The manager of a popular Thai news website was detained as she returned from an Internet freedom conference in Europe on charges of insulting the monarchy and violating the Computer Crime Act.
Chiranuch Premchaiporn, webmaster of Prachatai, said she was stopped Friday at an immigration checkpoint at Bangkok’s international airport and shown an arrest warrant issued by police in the northeastern province of Khon Kaen. She had just attended a conference in Hungary dealing with online free expression.
“I’m not sure of what the charges actually are at the moment and I’m afraid I won’t be able to request bail by the end of today,” Chiranuch told The Associated Press.
Thailand’s freedom of speech reputation has taken a battering in recent years, as the government has tried to suppress political opposition that has sometimes turned violent. Its standing in the Press Freedom Index issued by the Paris-based group Reporters Without Borders slipped to 130 last year from 65 in 2002, when the ratings were initiated.
The press freedom group condemned the arrest.
“We call for Chiranuch’s immediate release and the withdrawal of the charges against her so that we do not have to witness another attempt to exploit the Computer Crimes Act to silence the regime’s critics,” it said in an e-mailed statement. “Prachatai is a reliable source of news and information that has managed in recent months to keep the public informed about what is going on in Thailand.”
The arrest was met with scathing comments on Twitter, where Chiranuch _ nicknamed Jiew _ is active.

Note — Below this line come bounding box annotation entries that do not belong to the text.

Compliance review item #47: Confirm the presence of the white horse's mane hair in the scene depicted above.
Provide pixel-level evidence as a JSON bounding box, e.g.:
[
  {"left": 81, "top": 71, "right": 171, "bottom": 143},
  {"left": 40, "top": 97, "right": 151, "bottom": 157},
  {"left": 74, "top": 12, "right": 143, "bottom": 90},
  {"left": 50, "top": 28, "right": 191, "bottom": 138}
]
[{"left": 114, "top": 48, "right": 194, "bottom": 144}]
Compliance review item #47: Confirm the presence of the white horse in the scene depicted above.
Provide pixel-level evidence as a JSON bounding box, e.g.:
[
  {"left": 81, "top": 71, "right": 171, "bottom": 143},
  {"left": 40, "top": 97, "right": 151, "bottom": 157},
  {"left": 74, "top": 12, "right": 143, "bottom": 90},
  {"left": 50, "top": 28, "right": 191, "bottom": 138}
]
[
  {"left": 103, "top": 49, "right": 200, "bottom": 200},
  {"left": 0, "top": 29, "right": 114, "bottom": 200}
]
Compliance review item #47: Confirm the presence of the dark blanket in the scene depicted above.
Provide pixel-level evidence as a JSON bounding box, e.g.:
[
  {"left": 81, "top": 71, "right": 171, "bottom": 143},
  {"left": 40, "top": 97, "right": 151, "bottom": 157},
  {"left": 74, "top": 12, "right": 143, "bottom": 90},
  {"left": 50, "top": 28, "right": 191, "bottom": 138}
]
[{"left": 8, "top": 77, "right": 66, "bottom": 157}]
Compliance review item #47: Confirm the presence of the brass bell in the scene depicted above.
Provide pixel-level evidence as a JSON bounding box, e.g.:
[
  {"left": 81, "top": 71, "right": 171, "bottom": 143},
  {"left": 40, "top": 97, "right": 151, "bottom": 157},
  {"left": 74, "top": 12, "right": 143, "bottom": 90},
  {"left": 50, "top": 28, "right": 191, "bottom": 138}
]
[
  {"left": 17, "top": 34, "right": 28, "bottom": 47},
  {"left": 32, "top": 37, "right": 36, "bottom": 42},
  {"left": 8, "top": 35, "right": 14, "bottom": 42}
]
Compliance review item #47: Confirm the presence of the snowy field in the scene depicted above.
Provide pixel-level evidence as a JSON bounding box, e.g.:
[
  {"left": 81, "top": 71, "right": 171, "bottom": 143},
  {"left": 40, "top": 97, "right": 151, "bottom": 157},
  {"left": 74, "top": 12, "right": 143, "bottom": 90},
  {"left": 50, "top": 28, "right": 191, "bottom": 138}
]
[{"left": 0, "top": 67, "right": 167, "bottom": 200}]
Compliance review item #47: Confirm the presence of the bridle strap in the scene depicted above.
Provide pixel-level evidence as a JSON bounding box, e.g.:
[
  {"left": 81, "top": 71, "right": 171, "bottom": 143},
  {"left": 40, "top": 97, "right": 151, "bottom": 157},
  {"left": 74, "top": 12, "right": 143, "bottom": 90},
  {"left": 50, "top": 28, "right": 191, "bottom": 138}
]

Chiranuch was sent immediately to formally hear the charges at a police station in Khon Kaen, 275 miles (445 kilometers) from Bangkok.
Police Lt. Col. Thanomsit Wongwijarn said a Khon Kaen man had filed a complaint in early 2009 over some messages posted on Prachatai.
Chiranuch was arrested last year on similar charges, and it was not clear if the new arrest involved the same cases, in which she was blamed for offending messages posted on the site. She has not yet been tried, but faces up to 50 years in prison on the old charges.
Prachatai, which was established by several respected journalists, senators and press freedom activists, describes itself as an independent, nonprofit, daily Web newspaper that provides information “during an era of serious curbs on the freedom and independence of Thai news media.” It was blocked by government censors during anti-government protests earlier this year that demanded Prime Minister Abhisit Vejjajiva call early elections.
Thailand’s lese majeste law mandates a jail term of three to 15 years for “whoever defames, insults or threatens the king, the queen, the heir to the throne or the regent.” The 2007 Computer Crime Act carries a penalty of up to five years’ imprisonment and a fine of 100,000 baht ($3,260).
The act bars the circulation of material deemed detrimental to national security or that causes public panic, and authorities have used it to block thousands of websites deemed insulting to the monarchy.